|
А его все равно не найти. Помнишь вывороченные карманы? Что в них было? Он же бедный студент. Две-три старых десятки в лучшем случае. Ни фамильных перстней, ни именных часов, ни портсигара с монограммой, никаких обличительных предметов. Мразь, преступник наткнулся случайно и убил, воспользовавшись грошами. Если он жив, его уже никогда не уличишь. А скорее всего сгнил где-нибудь или дружки прирезали.
— Все может быть, — вздохнул Мазин. — Но все-таки нужно поговорить с Перепахиным.
— Сейчас?
— Потом можем не успеть. Он ведь ходячая развалина. Был. А сейчас лежачая. После этой встряски у него все обострилось — и печень, и сердце…
— Неужели так плохо?
— Медицине виднее. Но я одно знаю, к черте он сам вышел, а вот за черту его подтолкнули, во всяком случае, подтолкнуть пытались.

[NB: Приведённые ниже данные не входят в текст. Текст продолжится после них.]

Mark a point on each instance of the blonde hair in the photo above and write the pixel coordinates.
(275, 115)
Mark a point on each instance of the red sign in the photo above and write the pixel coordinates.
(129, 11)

Иногда такая настойчивость не убеждает меня, а вызывает даже противодействие.
— Но почему ты категорически отвергаешь попытку самоубийства? Ведь была надпись в членском билете?
— Надпись — пьяная выходка. Ему не дали работу в реставрационных мастерских. Это мы установили. Вот он и намарал в знак протеста.
— Так просто ларчик открывался?
— Непросто. Этот ларчик один из многих, как содержимое сундука, в котором Кащеева смерть хранилась. Не ларчик, одна из матрешек.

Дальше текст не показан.